Upper-tier councils are now tasked with Public Health and so some have taken the opportunity to invest in their School Meals service to realise part of their aims. This has included funding development chefs and providing support around healthy eating. The introduction of Health and Wellbeing Boards should provide the opportunity to break down some of the budget silos from the past and invest in the interventions needed. APSE has always argued the case that we should operate on the basis of spend to save when it comes to health. We need to shift from an ill-health treatment service to an ill-health prevention service. School meals are a case in point when it comes to the health of future generations and how we prevent health demands growing on obesity related illness such as Type II diabetes and cardio-vascular disease.
Health funding is quite rightly reliant on evidence-based research linked to demonstrable outcomes. And here is one of the problems that must be addressed; whilst the Government in Westminster invested in UIFSM, the evaluation studies that were headlined to accompany the funding were never commissioned. In Scotland, the story is thankfully different and the Government there has taken steps to monitor and research the outcomes. Obesity isn’t going to be solved overnight and investment is needed for the longer term to ensure our children and our future children benefit from improved eating habits.

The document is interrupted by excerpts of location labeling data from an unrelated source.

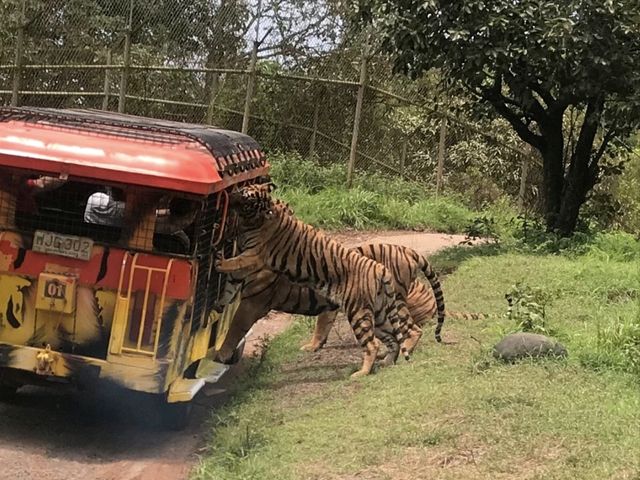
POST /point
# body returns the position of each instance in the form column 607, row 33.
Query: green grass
column 454, row 412
column 318, row 196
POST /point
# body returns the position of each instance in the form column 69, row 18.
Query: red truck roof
column 126, row 149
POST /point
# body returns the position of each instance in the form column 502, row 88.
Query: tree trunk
column 553, row 175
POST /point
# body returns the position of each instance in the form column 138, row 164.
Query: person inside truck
column 108, row 208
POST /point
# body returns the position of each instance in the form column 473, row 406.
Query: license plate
column 64, row 245
column 54, row 288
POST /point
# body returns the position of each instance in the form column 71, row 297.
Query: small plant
column 527, row 307
column 481, row 227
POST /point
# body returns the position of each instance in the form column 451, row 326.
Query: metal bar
column 250, row 86
column 119, row 66
column 213, row 94
column 441, row 153
column 357, row 117
column 19, row 57
column 403, row 157
column 314, row 133
column 145, row 305
column 107, row 82
column 524, row 173
column 45, row 93
column 252, row 72
column 126, row 60
column 163, row 298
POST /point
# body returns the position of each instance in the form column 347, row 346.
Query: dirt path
column 54, row 435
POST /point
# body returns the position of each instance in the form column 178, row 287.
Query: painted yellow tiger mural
column 364, row 289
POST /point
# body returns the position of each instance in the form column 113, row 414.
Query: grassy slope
column 452, row 412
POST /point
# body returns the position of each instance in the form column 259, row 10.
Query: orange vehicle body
column 108, row 229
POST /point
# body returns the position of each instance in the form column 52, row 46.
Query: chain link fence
column 291, row 75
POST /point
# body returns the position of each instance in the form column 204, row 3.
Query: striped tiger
column 364, row 289
column 264, row 290
column 421, row 304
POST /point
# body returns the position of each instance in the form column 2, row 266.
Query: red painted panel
column 184, row 166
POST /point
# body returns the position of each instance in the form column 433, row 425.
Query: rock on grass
column 521, row 345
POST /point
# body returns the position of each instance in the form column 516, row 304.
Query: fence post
column 126, row 62
column 524, row 173
column 441, row 154
column 403, row 157
column 213, row 93
column 357, row 117
column 107, row 81
column 314, row 132
column 251, row 81
column 19, row 58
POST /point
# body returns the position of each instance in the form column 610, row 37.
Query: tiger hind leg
column 411, row 330
column 363, row 326
column 323, row 326
column 392, row 348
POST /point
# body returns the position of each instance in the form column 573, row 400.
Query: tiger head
column 253, row 200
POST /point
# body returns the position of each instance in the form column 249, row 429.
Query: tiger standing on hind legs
column 364, row 289
column 263, row 290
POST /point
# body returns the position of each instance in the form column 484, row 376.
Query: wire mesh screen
column 67, row 216
column 288, row 73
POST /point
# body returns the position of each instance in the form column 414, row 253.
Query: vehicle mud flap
column 211, row 371
column 224, row 322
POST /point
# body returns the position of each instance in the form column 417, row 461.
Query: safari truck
column 109, row 228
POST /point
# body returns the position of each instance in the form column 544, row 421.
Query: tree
column 532, row 61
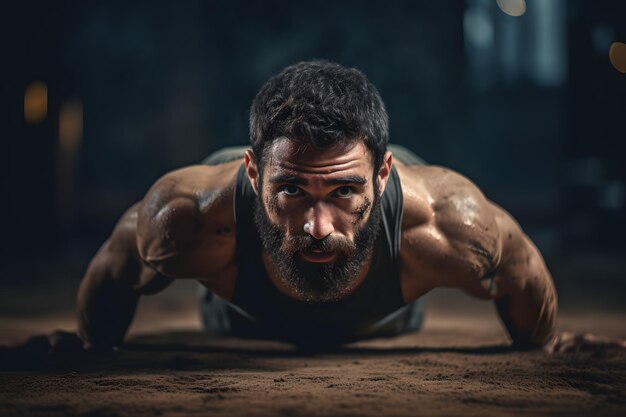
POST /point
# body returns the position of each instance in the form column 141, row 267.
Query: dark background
column 530, row 108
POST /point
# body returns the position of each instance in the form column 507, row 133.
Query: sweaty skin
column 452, row 236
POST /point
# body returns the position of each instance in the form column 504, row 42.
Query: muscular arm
column 177, row 231
column 457, row 238
column 112, row 285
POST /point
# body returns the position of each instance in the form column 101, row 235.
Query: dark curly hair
column 319, row 103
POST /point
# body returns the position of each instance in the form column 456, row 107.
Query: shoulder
column 449, row 223
column 186, row 212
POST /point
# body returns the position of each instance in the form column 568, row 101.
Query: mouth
column 318, row 256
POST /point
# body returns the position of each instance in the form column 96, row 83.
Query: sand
column 458, row 365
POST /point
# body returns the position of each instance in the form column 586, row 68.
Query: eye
column 290, row 190
column 344, row 192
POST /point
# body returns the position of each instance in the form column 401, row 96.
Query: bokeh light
column 36, row 102
column 513, row 8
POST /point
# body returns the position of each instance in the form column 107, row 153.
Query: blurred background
column 526, row 98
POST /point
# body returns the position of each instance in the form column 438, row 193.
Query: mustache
column 307, row 243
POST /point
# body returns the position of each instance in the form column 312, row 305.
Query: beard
column 317, row 282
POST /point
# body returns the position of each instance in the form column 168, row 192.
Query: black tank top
column 281, row 317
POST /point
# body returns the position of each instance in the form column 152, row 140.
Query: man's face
column 318, row 216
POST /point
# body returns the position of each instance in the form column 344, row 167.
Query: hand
column 576, row 342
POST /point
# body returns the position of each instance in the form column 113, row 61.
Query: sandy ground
column 458, row 365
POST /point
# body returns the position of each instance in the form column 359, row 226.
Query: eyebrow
column 295, row 180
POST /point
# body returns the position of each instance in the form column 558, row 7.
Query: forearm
column 529, row 314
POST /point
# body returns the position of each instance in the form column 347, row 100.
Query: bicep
column 185, row 231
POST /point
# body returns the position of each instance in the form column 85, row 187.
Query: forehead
column 287, row 156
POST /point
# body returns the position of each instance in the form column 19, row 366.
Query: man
column 319, row 234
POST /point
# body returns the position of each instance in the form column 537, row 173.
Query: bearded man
column 320, row 233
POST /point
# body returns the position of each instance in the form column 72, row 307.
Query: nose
column 319, row 222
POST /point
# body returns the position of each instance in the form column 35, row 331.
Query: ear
column 384, row 171
column 252, row 169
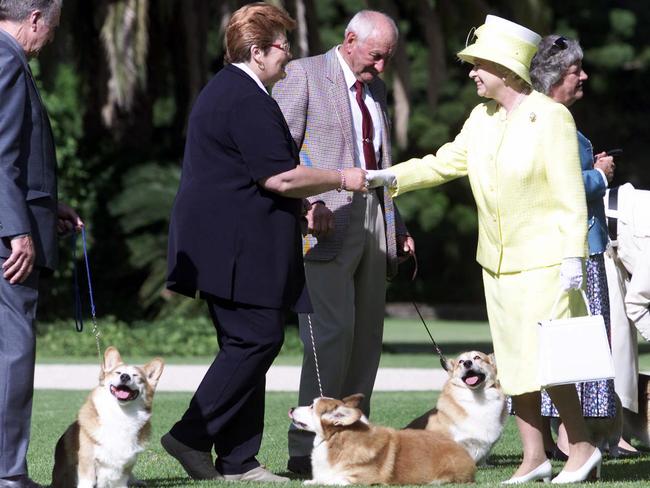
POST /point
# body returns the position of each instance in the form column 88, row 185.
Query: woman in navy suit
column 235, row 238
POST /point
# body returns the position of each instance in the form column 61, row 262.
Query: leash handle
column 78, row 313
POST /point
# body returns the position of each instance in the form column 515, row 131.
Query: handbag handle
column 562, row 292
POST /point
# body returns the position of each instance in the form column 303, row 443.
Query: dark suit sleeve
column 594, row 184
column 14, row 218
column 261, row 135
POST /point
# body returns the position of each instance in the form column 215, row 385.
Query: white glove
column 571, row 274
column 380, row 177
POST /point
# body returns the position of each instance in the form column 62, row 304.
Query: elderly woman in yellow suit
column 520, row 153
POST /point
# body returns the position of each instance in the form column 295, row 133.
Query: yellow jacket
column 525, row 175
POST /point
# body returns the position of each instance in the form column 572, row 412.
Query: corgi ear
column 449, row 365
column 111, row 358
column 153, row 369
column 343, row 415
column 353, row 400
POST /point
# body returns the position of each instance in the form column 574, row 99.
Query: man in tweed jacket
column 353, row 239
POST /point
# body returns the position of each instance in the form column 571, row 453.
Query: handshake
column 356, row 179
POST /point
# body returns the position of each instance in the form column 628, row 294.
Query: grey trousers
column 348, row 294
column 17, row 355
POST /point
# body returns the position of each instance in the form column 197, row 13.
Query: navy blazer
column 228, row 236
column 28, row 201
column 595, row 191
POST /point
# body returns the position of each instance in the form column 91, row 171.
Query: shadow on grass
column 619, row 470
column 178, row 481
column 449, row 349
column 502, row 460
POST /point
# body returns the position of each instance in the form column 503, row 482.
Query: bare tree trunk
column 431, row 25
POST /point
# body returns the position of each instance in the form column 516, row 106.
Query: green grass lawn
column 406, row 345
column 54, row 410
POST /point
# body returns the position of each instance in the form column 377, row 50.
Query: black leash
column 443, row 360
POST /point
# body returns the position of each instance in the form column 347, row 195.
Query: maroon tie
column 366, row 129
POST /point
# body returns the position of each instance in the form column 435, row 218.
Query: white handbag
column 574, row 350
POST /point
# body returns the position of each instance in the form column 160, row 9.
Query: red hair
column 254, row 24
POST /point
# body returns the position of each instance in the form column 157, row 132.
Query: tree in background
column 124, row 74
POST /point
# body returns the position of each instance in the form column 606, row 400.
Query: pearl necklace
column 518, row 101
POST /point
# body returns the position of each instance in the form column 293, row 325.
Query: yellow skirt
column 516, row 302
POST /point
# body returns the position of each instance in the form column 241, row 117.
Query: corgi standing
column 101, row 447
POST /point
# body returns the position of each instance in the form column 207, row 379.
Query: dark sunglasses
column 559, row 44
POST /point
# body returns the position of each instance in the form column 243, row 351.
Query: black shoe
column 556, row 454
column 300, row 465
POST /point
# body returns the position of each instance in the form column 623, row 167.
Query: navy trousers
column 227, row 410
column 17, row 355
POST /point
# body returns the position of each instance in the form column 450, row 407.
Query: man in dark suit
column 29, row 219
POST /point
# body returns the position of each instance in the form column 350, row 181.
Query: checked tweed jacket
column 314, row 100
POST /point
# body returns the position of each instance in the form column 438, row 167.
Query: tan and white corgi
column 471, row 408
column 349, row 450
column 101, row 447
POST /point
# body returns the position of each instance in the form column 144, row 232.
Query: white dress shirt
column 357, row 118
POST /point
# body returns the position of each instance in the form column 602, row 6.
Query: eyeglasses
column 286, row 47
column 559, row 44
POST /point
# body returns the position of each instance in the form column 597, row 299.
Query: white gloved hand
column 571, row 274
column 380, row 177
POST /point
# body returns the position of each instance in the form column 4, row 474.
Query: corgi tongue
column 122, row 394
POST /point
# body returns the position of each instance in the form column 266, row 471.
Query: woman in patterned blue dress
column 556, row 70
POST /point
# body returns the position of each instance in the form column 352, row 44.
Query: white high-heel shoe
column 542, row 472
column 583, row 472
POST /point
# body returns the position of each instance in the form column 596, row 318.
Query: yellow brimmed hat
column 503, row 42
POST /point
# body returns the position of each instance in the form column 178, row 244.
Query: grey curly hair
column 555, row 54
column 19, row 10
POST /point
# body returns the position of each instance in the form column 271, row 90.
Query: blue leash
column 78, row 313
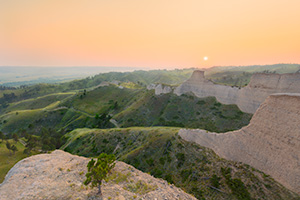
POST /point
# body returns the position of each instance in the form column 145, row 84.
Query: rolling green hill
column 162, row 153
column 129, row 107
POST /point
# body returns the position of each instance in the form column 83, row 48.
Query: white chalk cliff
column 270, row 143
column 248, row 98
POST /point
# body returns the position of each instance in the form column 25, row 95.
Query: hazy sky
column 149, row 33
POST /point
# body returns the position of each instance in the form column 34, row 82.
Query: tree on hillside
column 98, row 171
column 14, row 148
column 8, row 146
column 31, row 143
column 15, row 137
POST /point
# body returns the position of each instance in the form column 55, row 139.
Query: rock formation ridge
column 249, row 98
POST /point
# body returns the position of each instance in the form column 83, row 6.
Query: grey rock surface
column 60, row 175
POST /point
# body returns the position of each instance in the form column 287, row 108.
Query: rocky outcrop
column 249, row 98
column 270, row 143
column 60, row 175
column 160, row 88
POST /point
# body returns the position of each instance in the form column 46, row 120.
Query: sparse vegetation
column 98, row 170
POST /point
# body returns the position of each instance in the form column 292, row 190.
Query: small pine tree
column 14, row 149
column 98, row 171
column 2, row 136
column 15, row 137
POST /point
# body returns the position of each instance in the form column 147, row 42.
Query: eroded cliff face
column 160, row 88
column 270, row 143
column 249, row 98
column 60, row 175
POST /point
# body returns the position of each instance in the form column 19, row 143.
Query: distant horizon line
column 148, row 68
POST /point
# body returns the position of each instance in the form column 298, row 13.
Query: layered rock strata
column 249, row 98
column 270, row 143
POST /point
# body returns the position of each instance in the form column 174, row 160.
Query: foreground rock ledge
column 270, row 143
column 59, row 175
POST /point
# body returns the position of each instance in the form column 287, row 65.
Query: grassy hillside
column 129, row 105
column 8, row 159
column 182, row 111
column 161, row 152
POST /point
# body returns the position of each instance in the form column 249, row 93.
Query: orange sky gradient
column 156, row 34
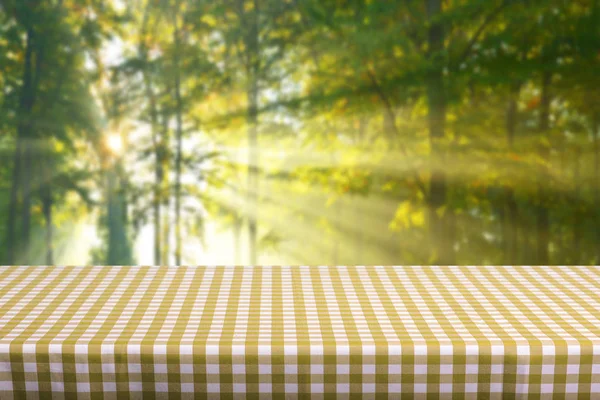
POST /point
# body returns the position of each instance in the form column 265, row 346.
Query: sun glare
column 114, row 142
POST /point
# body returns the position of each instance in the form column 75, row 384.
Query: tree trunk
column 156, row 142
column 119, row 252
column 577, row 218
column 542, row 214
column 165, row 192
column 441, row 239
column 47, row 209
column 179, row 139
column 252, row 94
column 12, row 245
column 26, row 102
column 237, row 240
column 596, row 185
column 511, row 227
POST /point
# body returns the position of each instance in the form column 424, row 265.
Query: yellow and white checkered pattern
column 291, row 332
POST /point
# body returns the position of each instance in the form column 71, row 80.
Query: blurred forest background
column 299, row 132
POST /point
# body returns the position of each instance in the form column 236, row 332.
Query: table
column 287, row 332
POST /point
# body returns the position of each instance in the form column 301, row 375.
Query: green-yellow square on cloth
column 286, row 332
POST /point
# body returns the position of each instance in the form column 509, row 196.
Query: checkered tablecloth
column 291, row 332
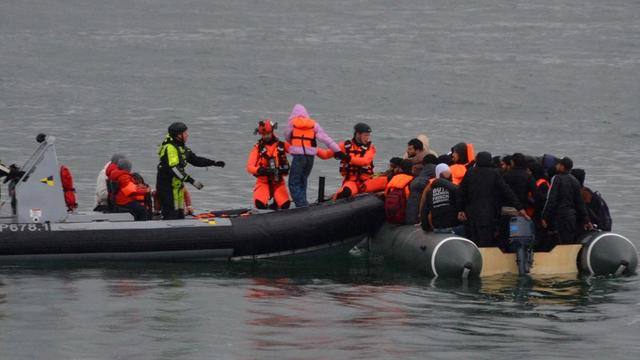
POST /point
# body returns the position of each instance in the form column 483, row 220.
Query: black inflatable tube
column 283, row 231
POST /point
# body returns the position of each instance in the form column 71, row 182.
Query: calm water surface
column 105, row 76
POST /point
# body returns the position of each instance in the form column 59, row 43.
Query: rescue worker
column 303, row 134
column 397, row 193
column 357, row 164
column 440, row 210
column 482, row 193
column 462, row 156
column 102, row 193
column 268, row 163
column 174, row 156
column 565, row 209
column 129, row 193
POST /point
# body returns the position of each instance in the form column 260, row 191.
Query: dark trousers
column 138, row 211
column 165, row 196
column 301, row 166
column 483, row 235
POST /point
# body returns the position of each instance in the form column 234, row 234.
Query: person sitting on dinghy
column 356, row 166
column 268, row 163
column 102, row 192
column 128, row 192
column 564, row 210
column 174, row 157
column 440, row 204
column 482, row 193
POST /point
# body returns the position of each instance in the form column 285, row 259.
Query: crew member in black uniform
column 174, row 156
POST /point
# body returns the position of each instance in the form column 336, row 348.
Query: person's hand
column 524, row 214
column 265, row 171
column 197, row 184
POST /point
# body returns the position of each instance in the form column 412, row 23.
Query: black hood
column 461, row 150
column 483, row 159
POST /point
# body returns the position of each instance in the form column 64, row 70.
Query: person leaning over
column 174, row 157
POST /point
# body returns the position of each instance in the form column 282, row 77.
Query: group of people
column 460, row 192
column 474, row 195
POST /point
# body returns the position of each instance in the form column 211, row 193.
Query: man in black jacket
column 483, row 191
column 440, row 209
column 565, row 208
column 522, row 182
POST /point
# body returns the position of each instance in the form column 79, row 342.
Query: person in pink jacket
column 303, row 134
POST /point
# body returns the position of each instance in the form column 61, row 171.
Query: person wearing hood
column 483, row 192
column 174, row 156
column 417, row 188
column 462, row 156
column 418, row 148
column 128, row 192
column 523, row 184
column 268, row 163
column 440, row 204
column 564, row 210
column 597, row 208
column 356, row 165
column 102, row 192
column 303, row 134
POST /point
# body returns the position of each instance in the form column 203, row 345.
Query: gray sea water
column 556, row 76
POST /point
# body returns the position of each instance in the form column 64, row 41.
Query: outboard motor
column 522, row 237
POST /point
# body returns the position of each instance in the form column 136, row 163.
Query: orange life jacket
column 272, row 155
column 400, row 181
column 303, row 132
column 67, row 186
column 354, row 172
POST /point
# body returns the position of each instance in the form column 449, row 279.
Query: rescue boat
column 449, row 255
column 37, row 226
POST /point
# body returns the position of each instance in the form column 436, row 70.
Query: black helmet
column 177, row 128
column 361, row 127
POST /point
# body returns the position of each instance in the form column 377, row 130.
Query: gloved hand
column 339, row 155
column 197, row 184
column 265, row 171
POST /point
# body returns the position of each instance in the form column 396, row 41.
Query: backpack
column 395, row 206
column 599, row 212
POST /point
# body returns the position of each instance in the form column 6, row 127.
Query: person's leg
column 165, row 196
column 261, row 195
column 281, row 196
column 296, row 180
column 138, row 211
column 308, row 166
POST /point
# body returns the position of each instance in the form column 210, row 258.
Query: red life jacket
column 354, row 172
column 67, row 187
column 396, row 196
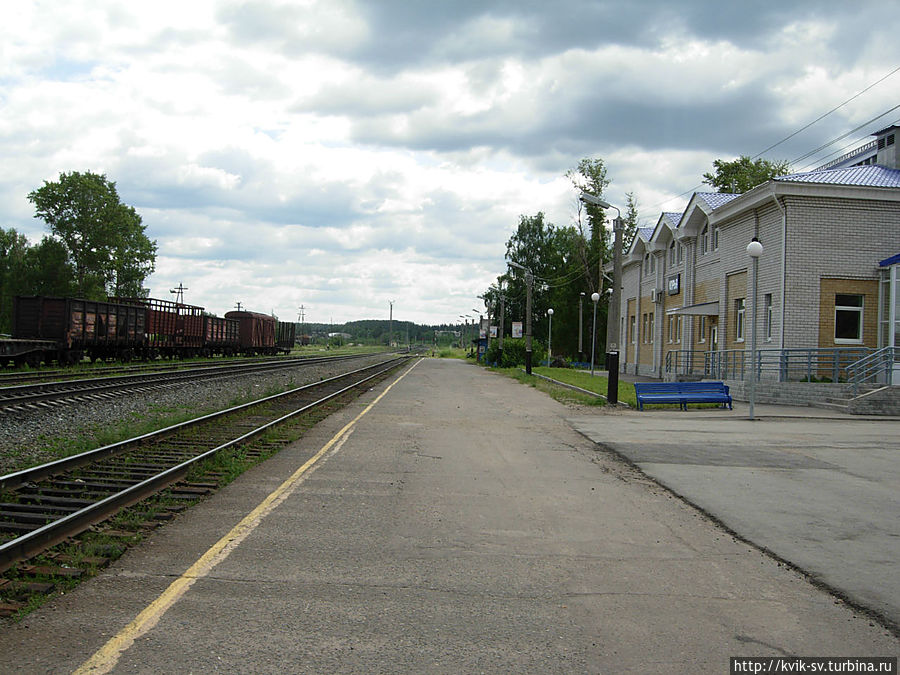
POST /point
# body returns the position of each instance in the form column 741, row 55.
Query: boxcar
column 285, row 335
column 256, row 332
column 220, row 336
column 73, row 328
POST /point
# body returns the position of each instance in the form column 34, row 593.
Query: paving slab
column 463, row 525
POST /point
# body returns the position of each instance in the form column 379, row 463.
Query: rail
column 877, row 366
column 84, row 480
column 780, row 365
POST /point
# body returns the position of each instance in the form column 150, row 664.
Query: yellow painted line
column 106, row 658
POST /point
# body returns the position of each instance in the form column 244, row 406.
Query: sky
column 341, row 155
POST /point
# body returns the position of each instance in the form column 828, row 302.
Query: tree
column 743, row 174
column 631, row 220
column 13, row 251
column 103, row 238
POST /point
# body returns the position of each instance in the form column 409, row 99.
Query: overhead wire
column 652, row 209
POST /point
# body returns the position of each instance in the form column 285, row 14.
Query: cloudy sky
column 341, row 154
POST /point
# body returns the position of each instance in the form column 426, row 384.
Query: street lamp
column 580, row 330
column 612, row 321
column 549, row 336
column 529, row 282
column 754, row 250
column 595, row 297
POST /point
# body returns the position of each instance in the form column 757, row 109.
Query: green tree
column 47, row 270
column 631, row 220
column 13, row 253
column 104, row 239
column 743, row 174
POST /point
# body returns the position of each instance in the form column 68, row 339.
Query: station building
column 828, row 278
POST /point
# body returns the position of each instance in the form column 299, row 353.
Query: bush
column 514, row 353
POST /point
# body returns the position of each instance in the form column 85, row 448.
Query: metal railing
column 780, row 365
column 876, row 367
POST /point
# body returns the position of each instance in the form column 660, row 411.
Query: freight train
column 66, row 330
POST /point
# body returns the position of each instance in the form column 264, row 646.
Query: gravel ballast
column 27, row 439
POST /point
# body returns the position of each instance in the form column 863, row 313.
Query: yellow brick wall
column 736, row 287
column 828, row 288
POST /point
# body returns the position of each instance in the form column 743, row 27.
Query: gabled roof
column 716, row 199
column 673, row 217
column 872, row 175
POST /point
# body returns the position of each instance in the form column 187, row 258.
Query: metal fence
column 779, row 365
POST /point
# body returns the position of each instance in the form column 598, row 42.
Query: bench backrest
column 680, row 387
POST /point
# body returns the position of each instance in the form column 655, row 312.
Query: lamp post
column 580, row 330
column 612, row 321
column 754, row 250
column 549, row 337
column 529, row 281
column 595, row 297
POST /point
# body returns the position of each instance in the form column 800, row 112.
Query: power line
column 821, row 117
column 818, row 119
column 843, row 136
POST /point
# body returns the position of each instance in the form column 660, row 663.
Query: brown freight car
column 173, row 328
column 70, row 328
column 257, row 332
column 220, row 336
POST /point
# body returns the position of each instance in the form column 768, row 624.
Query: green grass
column 598, row 383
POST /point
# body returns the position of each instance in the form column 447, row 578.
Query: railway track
column 47, row 504
column 31, row 397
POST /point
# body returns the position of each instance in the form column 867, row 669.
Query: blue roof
column 673, row 217
column 872, row 175
column 716, row 199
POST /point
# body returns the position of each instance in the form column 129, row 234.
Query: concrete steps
column 872, row 400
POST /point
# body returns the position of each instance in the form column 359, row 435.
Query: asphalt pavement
column 455, row 522
column 819, row 489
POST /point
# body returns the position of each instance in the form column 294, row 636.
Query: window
column 848, row 313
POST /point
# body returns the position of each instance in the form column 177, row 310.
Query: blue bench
column 682, row 393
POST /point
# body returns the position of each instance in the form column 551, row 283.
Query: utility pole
column 502, row 314
column 613, row 320
column 179, row 297
column 302, row 317
column 580, row 331
column 529, row 280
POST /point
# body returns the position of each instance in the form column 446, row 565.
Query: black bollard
column 612, row 388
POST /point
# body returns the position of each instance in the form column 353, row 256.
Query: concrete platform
column 459, row 525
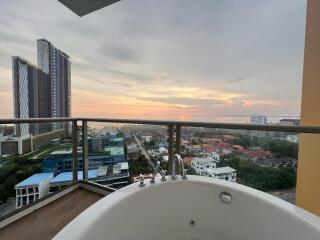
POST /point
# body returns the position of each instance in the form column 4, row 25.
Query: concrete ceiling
column 84, row 7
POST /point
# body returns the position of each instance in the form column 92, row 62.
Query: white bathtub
column 192, row 209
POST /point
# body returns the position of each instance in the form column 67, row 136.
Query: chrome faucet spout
column 178, row 158
column 154, row 173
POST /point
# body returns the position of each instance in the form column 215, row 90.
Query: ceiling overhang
column 84, row 7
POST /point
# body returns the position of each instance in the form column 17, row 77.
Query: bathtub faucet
column 177, row 158
column 155, row 171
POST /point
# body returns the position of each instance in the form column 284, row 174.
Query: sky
column 171, row 59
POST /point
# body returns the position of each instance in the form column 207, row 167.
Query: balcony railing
column 174, row 132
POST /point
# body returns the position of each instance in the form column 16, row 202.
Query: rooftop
column 34, row 224
column 114, row 150
column 221, row 170
column 67, row 176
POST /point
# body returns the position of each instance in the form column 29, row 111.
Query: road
column 143, row 151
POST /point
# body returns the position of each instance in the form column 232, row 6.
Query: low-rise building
column 32, row 188
column 201, row 164
column 224, row 173
column 208, row 167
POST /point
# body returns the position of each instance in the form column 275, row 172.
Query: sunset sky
column 170, row 59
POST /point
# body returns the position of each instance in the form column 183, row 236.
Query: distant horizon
column 225, row 61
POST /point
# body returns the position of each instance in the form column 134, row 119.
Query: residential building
column 201, row 164
column 208, row 167
column 57, row 66
column 42, row 91
column 61, row 161
column 32, row 188
column 293, row 138
column 116, row 177
column 290, row 122
column 30, row 90
column 258, row 119
column 224, row 173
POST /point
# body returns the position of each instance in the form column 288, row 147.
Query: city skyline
column 41, row 91
column 125, row 66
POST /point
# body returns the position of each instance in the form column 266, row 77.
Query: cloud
column 198, row 58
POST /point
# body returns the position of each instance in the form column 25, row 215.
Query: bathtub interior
column 193, row 210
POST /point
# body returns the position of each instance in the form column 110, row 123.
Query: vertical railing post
column 178, row 139
column 75, row 150
column 85, row 150
column 170, row 148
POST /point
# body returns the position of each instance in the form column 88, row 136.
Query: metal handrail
column 174, row 133
column 260, row 127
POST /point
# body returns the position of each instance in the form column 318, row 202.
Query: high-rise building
column 56, row 64
column 43, row 91
column 29, row 88
column 258, row 119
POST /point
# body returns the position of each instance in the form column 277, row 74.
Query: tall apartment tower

Changes to school funding and Academisation have seen the relationship with local authorities change. The increased central funding of school meals has seen uptake increase from around 45% in a typical primary school to an anticipated 65% overall (with around 85% in KS1). This has made the market more appealing to the private sector and taken a typical primary school meals service from financially marginal to commercially viable. Commercial competition combined with stretched existing school budgets has encouraged many schools to focus almost entirely on price, with only limited recognition of the added value being offered from their Council in-house provider. We cannot afford to allow the benefits of school meals to be potentially sacrificed in this way. There is a great need for school meals to be encompassed formally within the School Inspection regime to ensure that this is the case. The ‘added value’ of local council school meals services is an integrated and holistic approach to health and wellbeing of our children. Holistic programmes which support healthy eating and active lifestyles.
With uncertain financial and organisational changes ahead, it can be difficult for local government to see where their education catering services are heading in the long-term. Despite the challenges, however, this is a real opportunity for local authorities to make a positive, lasting change to the health and wellbeing of their local community, which APSE believes is vital in the fight against obesity.